Occupational exposure to wood dust and risk of nasal and nasopharyngeal cancer: A case-control study among men in four nordic countries—With an emphasis on nasal adenocarcinoma

Kristina Kjaerheim, Eero Pukkala, Pär Sparén, Laufey Tryggvadottir, Jan Ivar Martinsen, Sie Sie Siew, Elisabete Weiderpass
The current study aims to provide stronger evidence to aid in our understanding of the role of cumulative occupational exposure to (softwood-dominated) mixed wood dust in aetiology of nasal cancer.

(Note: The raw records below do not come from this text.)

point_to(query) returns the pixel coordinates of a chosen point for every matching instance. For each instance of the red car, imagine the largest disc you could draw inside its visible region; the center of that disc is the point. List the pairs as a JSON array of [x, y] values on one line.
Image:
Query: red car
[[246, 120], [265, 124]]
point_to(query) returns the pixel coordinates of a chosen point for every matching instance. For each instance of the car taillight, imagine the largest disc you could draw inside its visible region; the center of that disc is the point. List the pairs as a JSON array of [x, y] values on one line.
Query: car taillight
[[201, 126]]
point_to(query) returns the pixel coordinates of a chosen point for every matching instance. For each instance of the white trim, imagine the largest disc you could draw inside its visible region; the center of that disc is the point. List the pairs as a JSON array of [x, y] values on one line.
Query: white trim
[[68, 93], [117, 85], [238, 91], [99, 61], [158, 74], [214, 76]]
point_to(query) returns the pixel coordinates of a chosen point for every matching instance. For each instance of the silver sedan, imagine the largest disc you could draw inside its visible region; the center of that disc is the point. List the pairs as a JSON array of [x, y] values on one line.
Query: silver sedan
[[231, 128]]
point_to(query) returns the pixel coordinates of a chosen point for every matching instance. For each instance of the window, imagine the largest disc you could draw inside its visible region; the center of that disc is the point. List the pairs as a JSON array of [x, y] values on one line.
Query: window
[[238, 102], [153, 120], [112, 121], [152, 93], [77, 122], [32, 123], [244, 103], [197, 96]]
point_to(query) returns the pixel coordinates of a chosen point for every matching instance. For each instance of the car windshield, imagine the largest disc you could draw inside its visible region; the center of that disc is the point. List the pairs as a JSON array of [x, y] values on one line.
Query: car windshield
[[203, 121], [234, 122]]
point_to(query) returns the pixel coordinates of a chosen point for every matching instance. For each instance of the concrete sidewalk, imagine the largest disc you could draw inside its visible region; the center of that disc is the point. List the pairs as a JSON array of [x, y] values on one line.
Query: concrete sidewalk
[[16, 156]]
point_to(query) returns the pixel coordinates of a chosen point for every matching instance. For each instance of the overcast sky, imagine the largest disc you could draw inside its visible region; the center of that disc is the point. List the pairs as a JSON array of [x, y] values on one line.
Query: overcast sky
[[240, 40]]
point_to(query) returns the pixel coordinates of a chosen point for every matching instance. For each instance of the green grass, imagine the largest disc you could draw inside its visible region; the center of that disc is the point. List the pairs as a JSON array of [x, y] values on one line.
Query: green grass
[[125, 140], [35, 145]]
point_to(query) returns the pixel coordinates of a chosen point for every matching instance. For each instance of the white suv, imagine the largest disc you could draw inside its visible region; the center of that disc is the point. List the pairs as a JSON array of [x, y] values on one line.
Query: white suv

We included broad exposure occurred in a range of wood-processing occupation across varied industries in four Nordic countries. A population-based case-control study was conducted on all male cases with nasal adenocarcinoma (393 cases), other types of nasal cancer (2,446) and nasopharyngeal cancer (1,747) diagnosed in Finland, Sweden, Norway and Iceland between 1961 and 2005. For each case, five male controls, who were alive at the time of diagnosis of the case (index date), were randomly selected, matched by birth-year and country. Cumulative exposures (CE)s to wood dust and formaldehyde before the index date were quantified based on a job-exposure matrix linked to occupational titles derived from population censuses. Hazard ratios (HRs) for the CE of wood dust were estimated by conditional logistic regression, adjusted for CE to formaldehyde and 95% confidence intervals (CIs) were calculated. There was an increasing risk of nasal adenocarcinoma related to wood dust exposure. The HR in the highest CE category of wood dust (≥ 28.82 mg/m3-years) was 16.5 (95% CI 5.05–54.1). Neither nonadenocarcinoma of the nose nor nasopharyngeal cancer could be linked to wood dust exposure. CE to softwood-dominated mixed wood dusts is strongly linked with elevated risk in nasal adenocarcinoma but not with other types of nasal or nasopharyngeal cancer.